Login at Kodi Home

smuto · 2008-02-23, 18:38

can someone review and then commit this to the SVN?

smuto · 2008-05-25, 21:58

i have a script before every location url

ex.
details.1.html

how can i force scraper to skip this

smuto

smuto · 2008-05-26, 19:06

i add "spoof" to url, mayby this help
u can test my wip scraper

filmweb.xml_test

**spiff** · 2008-05-26, 22:46

spoof is for setting the referer. it probably does the trick indeed. sorry for the late response

smuto · 2008-06-10, 15:21

maybe it's not xbmc problem, but maybe u can help

Recently in movie info from filmweb scraper, accented characters are show as a entities

ex.
latin small letter o with acute
ó -> ó

is the way to fix this
smuto

**spiff** · 2008-06-10, 15:39

hmm, it should convert those tags when you load the xml?
if not, make sure cleaning is performed on the field. latter would remove them though

smuto · 2008-06-11, 21:35

with or without "noclean" i still have this same

ex
xbmc shows
który -> ktoacute;ry

in .xml from scrap.exe
który -> który

realy don't know what to do

i need to update SVN (small url function link fix)
but for now,this one is good for testing entitie
filmweb.xml_test

good for test is "Kingdom of the Crystal Skull"
tag title is OK
tags outline & plot are wrong

smuto · 2008-07-08, 21:51

for myself i edit source file HTMLUtil.cpp
edited HTMLUtil.cpp

Code:
strReturn.Replace("&ndash;", "-;");

  strReturn.Replace("&oacute;", "ó");

it's working, but i hope u help to fix this for all polish users

smuto

smuto · 2008-09-14, 21:23

i add fanart to filmweb scraper

i use polish wikipedia to migration from filmweb.id to imdb.id

we still have problem with entities, hope spiff find time to help us

u can test new scraper from here
filmweb.xml_test_scraper

smuto

**spiff** · 2008-09-18, 00:28

hi.

i see nothing wrong, nor any other way to handle this so i just commited your replaces along with the new scraper. please use trac in the future Smile

spiff

**haken** · 2008-09-24, 18:22

@smuto: There are some problems with titles that start with numbers eg. "1410" or "27 dresses" - numbers are cut off from them. Fanart support is really great.
I hope that xbmc compilation with edited HTMLutil.cpp will be ready soon. At this moment you could put your compiled xbmc default.xbe at smuto.w.interia.pl (would be great for me, because i want to rescan my movie library and polish plots with no entity problems is something I look for...)
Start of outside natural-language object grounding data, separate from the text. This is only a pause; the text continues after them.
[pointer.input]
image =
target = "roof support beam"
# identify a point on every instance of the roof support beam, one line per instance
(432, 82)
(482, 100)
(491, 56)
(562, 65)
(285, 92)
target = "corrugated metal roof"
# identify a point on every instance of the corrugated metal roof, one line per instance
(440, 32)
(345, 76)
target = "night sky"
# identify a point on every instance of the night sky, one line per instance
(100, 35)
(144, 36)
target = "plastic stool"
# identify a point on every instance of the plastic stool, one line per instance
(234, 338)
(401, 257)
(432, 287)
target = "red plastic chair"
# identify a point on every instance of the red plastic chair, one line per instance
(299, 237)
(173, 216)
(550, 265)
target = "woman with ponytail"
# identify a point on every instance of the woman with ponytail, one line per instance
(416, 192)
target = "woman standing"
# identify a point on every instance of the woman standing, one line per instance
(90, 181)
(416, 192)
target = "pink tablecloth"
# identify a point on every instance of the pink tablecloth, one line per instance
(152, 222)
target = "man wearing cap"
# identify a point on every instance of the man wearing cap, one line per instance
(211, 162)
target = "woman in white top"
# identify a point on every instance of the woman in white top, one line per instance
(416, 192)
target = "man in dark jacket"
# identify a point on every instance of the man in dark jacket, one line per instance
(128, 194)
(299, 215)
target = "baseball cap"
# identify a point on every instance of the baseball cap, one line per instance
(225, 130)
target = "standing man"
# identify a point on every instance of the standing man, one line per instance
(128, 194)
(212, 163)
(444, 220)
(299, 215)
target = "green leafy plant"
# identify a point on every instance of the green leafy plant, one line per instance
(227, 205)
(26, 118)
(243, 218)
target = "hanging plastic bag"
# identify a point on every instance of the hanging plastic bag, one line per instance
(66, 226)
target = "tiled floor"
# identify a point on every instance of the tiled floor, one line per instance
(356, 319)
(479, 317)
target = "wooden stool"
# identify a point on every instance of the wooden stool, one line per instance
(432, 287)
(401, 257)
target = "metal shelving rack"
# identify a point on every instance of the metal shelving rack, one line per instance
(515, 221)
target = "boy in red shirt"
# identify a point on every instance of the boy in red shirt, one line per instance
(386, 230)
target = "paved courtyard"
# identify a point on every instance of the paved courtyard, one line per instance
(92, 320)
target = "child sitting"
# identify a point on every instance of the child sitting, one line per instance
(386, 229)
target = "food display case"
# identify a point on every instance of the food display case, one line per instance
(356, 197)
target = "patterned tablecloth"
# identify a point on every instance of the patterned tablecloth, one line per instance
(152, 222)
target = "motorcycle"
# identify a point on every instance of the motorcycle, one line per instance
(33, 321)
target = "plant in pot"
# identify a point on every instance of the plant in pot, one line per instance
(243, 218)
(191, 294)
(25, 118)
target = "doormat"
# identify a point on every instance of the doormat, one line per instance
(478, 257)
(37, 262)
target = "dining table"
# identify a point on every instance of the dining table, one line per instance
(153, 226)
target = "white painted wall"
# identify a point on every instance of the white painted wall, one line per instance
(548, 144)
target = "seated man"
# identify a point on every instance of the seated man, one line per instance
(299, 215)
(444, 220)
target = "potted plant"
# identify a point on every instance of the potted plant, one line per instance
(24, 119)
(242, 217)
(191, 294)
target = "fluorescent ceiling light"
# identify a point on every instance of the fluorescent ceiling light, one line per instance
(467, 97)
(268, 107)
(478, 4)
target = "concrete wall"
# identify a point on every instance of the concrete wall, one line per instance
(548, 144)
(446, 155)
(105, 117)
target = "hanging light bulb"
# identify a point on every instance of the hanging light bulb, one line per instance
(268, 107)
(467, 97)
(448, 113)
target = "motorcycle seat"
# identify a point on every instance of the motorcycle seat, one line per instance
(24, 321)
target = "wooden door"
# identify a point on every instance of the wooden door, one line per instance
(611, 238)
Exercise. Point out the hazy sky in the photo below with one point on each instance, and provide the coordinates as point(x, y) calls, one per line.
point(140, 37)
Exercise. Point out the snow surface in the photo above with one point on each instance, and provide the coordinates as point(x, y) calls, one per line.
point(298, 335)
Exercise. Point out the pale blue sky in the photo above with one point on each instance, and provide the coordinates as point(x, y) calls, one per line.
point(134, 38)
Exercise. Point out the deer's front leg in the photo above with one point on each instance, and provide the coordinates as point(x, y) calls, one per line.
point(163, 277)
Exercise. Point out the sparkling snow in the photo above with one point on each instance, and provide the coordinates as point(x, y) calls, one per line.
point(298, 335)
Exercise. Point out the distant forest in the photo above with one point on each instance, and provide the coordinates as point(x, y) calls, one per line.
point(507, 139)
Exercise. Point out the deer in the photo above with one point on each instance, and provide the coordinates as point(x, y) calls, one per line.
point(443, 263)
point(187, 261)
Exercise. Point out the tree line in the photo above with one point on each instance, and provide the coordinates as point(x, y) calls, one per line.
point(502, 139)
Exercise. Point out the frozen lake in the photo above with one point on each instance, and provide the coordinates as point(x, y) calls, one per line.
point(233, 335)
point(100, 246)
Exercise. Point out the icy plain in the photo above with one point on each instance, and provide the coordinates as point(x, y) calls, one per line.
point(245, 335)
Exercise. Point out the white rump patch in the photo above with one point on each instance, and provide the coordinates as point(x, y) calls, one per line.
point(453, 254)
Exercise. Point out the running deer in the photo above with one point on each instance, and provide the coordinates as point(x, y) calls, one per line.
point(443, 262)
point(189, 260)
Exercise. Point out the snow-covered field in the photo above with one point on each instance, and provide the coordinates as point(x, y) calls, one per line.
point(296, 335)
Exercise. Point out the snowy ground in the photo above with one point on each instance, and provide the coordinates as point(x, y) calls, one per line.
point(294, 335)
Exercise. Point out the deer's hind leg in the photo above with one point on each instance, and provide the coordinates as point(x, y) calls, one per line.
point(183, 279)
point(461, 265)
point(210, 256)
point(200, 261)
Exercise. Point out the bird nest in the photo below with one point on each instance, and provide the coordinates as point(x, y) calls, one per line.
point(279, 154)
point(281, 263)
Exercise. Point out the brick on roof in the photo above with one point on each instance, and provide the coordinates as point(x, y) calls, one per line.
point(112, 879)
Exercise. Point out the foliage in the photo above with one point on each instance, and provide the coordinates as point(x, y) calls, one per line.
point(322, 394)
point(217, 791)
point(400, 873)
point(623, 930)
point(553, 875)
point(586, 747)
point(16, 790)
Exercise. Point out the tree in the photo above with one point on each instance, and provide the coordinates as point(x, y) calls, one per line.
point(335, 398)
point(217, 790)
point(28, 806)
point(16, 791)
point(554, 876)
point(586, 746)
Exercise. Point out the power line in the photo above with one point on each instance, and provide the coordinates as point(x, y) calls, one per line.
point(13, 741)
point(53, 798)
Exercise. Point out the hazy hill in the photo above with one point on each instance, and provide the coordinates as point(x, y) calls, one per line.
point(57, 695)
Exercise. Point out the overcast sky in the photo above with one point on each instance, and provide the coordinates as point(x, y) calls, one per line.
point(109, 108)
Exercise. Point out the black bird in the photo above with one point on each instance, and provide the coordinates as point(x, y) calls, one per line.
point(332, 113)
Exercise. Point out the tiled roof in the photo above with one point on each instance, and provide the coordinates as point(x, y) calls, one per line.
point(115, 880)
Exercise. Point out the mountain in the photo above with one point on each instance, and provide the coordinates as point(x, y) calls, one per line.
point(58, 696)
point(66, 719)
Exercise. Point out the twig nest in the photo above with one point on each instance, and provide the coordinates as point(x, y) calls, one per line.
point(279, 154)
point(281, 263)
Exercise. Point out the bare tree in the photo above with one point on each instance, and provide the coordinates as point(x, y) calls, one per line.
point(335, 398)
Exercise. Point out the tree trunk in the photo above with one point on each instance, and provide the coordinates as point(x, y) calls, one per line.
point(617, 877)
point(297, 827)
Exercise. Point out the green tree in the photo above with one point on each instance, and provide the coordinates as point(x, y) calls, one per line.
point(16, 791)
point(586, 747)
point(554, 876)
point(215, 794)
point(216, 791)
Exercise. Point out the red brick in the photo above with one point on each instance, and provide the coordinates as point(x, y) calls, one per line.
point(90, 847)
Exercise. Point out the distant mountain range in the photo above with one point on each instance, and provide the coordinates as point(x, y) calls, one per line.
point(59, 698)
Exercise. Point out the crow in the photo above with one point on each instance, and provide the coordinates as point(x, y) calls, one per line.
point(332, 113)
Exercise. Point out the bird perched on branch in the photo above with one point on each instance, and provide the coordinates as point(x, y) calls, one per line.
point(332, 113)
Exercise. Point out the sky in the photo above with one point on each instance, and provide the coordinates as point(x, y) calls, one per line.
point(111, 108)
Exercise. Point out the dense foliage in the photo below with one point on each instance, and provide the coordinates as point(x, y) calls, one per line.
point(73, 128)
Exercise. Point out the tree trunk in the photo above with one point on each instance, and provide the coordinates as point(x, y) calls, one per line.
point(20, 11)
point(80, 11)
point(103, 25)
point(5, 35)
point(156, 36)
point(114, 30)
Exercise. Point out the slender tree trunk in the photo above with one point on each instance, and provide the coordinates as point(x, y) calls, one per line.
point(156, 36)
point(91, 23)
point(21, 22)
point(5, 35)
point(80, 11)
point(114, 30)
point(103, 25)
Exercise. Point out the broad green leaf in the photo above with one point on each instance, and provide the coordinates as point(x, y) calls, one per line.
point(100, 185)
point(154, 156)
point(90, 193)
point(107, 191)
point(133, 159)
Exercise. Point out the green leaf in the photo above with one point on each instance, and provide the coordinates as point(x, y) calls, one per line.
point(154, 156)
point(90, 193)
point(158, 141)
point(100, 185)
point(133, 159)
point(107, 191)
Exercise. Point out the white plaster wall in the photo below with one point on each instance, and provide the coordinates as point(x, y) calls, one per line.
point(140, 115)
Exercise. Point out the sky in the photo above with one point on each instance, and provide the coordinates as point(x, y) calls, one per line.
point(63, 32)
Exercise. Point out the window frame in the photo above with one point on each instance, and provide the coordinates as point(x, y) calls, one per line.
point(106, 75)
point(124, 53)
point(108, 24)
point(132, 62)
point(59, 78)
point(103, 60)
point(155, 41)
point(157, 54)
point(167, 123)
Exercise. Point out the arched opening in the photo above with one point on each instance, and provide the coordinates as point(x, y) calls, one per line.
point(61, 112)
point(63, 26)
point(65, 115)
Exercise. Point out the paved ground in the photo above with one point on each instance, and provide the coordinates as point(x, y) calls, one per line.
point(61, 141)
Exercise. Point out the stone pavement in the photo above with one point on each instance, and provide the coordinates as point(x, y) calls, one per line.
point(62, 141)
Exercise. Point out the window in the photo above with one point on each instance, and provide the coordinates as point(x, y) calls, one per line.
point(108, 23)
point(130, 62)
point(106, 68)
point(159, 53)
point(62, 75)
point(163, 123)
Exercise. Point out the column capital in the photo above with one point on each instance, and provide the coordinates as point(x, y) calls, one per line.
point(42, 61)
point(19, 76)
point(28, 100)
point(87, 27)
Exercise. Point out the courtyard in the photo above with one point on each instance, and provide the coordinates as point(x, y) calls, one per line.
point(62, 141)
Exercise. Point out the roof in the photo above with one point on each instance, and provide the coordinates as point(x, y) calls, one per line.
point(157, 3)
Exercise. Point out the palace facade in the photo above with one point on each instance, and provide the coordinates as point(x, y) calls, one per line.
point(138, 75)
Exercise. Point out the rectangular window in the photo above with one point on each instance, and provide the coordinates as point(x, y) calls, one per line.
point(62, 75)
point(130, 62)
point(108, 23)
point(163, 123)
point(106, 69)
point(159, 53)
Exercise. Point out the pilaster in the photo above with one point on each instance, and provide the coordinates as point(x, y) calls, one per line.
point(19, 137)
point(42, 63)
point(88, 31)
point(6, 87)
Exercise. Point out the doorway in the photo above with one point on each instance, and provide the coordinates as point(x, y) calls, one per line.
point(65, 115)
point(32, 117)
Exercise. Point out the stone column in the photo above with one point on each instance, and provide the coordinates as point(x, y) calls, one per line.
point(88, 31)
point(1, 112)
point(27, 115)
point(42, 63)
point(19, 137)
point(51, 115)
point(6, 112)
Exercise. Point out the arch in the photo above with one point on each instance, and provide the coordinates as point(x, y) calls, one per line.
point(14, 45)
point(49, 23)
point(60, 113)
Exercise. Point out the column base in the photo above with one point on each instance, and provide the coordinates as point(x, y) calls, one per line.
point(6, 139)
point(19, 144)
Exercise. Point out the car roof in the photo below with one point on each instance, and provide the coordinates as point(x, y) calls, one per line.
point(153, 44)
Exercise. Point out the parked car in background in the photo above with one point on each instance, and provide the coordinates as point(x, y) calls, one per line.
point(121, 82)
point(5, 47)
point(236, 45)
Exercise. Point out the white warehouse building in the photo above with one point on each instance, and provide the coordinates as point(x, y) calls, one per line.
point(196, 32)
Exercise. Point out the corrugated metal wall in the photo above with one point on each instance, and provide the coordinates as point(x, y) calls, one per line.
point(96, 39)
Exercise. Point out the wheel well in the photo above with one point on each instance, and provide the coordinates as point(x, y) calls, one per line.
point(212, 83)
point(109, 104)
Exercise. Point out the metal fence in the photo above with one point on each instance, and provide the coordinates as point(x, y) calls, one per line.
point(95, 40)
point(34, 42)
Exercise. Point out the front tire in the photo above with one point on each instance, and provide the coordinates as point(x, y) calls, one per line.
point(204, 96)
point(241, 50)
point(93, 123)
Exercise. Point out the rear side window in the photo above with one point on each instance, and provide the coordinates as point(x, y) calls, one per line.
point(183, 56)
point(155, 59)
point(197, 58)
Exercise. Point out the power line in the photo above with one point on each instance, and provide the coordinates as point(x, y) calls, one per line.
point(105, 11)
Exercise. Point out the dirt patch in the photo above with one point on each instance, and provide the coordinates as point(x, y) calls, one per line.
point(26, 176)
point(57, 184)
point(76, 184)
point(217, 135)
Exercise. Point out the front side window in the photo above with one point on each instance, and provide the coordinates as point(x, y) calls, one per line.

**haken** · 2008-10-01, 19:47

Eventhough entities has been fixed with changeset 15625 it seems that "oacute problem" still exists (I checked filmweb scraper on xbmc compilations 15640 and 15728). Smuto - do you agree with me?

smuto · 2008-10-03, 19:09

@haken - u just need to update scraper
filmweb.xml

@spiff

Quote:i see nothing wrong, nor any other way to handle this so i just commited your replaces

but this is not a good idea - "oacute" & "ndash" are most popular
this mean i should add all entities to replaces
next in my queue are

Code:
strReturn.Replace("&nbsp;", "");

  strReturn.Replace("&rsquo;", "'");

smuto

smuto · 2008-10-07, 09:04

i don't know why, but sometimes wikipedia search don't work

i change the way of scraping the link after search - please test
filmweb.xml

is the way to show in skin custom label?

something like this i need for testing
ListItem.IMDbID or ListItem.FilmwebID

smuto

**haken** · (This post was last modified: 2008-11-01, 20:16 by haken.)

@smuto: I think that there are some changes in filmweb.pl website - descriptions cannot be scraped and high-res posters also. I looked inside the scraper, but it is to complicated for me Wink

Update: Scraper is ok! It was something else - now everything works perfect. I was surprised because each time earlier scraper worked or didn't work at all... Sorry!